L’absence d’une clause de révision de prix dans des marchés publics de fournitures, légalement prévue lorsque le prix est directement affecté par les fluctuations des cours mondiaux (obligation reprise à l’article R. 2112-14 du code de la commande publique), ne constitue pas un vice d’une particulière gravité ni n’entache d’illicéité le contenu de ces contrats. Dès lors, l’illégalité dont ces derniers sont entachés n’est pas de nature à justifier qu’ils soient écartés, ni à faire obstacle à ce que le litige soit réglé sur le terrain contractuel.Pour déterminer s’il y a lieu de modérer les pénalités résultant d’un marché public si elles atteignent un montant manifestement excessif, le juge du contrat, saisi de conclusions en ce sens par une partie, apprécie la gravité de l’inexécution constatée de la part du cocontractant au regard des fautes commises par l’acheteur public.

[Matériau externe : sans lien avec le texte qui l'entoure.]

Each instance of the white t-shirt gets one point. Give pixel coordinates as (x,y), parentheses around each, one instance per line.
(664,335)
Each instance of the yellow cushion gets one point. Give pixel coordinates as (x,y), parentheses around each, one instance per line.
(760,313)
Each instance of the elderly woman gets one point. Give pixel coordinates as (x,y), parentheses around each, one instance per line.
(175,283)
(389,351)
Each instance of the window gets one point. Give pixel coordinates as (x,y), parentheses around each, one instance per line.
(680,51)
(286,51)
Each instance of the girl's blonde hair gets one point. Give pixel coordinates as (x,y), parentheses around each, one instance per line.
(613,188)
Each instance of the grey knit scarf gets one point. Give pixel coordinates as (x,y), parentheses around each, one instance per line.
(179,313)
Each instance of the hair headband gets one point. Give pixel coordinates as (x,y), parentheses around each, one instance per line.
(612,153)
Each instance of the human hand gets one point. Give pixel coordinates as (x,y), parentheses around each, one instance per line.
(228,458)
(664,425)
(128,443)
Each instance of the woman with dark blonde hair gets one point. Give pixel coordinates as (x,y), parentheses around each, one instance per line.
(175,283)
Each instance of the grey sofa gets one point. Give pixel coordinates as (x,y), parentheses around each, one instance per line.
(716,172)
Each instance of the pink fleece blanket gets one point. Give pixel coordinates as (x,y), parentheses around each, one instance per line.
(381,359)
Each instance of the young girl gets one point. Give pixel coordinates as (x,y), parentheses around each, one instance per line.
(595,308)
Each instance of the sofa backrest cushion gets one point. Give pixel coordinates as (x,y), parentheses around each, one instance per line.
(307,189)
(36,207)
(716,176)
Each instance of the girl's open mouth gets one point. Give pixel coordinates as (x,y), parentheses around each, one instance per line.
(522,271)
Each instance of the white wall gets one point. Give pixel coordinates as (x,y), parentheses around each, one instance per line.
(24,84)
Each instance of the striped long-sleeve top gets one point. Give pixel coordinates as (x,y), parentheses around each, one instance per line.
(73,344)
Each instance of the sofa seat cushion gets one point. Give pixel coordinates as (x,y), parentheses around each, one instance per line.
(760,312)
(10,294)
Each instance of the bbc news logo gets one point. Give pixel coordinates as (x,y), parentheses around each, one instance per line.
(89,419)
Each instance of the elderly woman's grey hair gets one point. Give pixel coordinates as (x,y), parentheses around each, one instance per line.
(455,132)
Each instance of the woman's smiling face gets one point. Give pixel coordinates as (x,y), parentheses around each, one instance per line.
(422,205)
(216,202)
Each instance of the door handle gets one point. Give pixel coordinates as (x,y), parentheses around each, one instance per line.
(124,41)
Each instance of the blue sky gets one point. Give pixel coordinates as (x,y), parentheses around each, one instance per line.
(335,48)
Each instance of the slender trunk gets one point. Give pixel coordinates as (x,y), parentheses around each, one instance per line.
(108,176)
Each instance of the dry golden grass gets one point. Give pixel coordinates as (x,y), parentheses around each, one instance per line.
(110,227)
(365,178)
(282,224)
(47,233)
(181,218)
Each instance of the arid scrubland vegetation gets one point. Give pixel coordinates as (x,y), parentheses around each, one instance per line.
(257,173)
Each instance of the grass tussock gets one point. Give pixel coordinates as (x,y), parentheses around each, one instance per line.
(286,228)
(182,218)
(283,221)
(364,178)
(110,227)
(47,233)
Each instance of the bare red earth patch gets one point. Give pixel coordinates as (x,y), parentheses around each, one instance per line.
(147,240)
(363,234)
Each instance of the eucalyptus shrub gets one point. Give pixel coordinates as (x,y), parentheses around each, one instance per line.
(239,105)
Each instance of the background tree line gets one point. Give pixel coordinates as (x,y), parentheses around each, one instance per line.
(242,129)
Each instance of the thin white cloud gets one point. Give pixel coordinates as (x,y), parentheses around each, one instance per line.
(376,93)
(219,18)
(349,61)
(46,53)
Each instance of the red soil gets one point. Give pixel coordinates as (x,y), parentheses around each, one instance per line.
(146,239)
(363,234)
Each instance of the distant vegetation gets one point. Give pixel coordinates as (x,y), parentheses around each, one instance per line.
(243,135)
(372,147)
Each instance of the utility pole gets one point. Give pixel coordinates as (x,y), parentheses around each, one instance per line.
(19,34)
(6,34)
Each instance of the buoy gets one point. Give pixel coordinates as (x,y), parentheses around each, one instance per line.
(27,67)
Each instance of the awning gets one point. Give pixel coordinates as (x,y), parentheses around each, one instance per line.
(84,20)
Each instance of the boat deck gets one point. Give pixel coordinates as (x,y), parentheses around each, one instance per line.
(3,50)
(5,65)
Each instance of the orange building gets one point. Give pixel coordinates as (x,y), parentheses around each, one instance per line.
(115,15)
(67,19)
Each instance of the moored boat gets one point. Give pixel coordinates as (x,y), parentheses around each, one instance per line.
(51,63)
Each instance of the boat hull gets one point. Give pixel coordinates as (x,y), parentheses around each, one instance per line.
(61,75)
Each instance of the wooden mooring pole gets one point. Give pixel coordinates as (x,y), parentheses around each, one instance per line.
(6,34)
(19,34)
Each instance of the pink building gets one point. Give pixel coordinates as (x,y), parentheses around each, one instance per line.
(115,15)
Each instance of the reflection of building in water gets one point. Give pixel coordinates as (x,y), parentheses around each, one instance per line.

CE 22 juillet 2025, Office public de l’habitat Lille Métropole Habitat, n° 491997

Des travaux de démolition et remblaiement relèvent-ils de la construction d’un ouvrage public au sens du droit de la garantie décennale ?

Garantie décennale – Conditions – Notion d’ouvrage public – Absence – Travaux de remblaiement des sols en complément de travaux de démolition. CONTENTIEUX DES CONTRATS PUBLICS – Cassation – Contrôle du juge de cassation – Contrôle de qualification juridique – Existence – Notion d’ouvrage public.

Le remblaiement de terrains en complément de travaux de démolition d’un bâtiment existant et l’engazonnement d’espaces verts ne constituent pas la construction d’un ouvrage au sens des principes régissant la garantie décennale des constructeurs.

Le juge de cassation exerce un contrôle de la qualification juridique des faits sur le point de savoir si des travaux portent sur la réalisation d’un ouvrage au sens des principes régissant la garantie décennale des constructeurs, au titre de laquelle les désordres apparus dans le délai d’épreuve de dix ans, de nature à compromettre la solidité de l’ouvrage ou à le rendre impropre à sa destination dans un délai prévisible, engagent leur responsabilité, même s’ils ne sont pas révélés dans toute leur étendue avant l’expiration du délai de dix ans.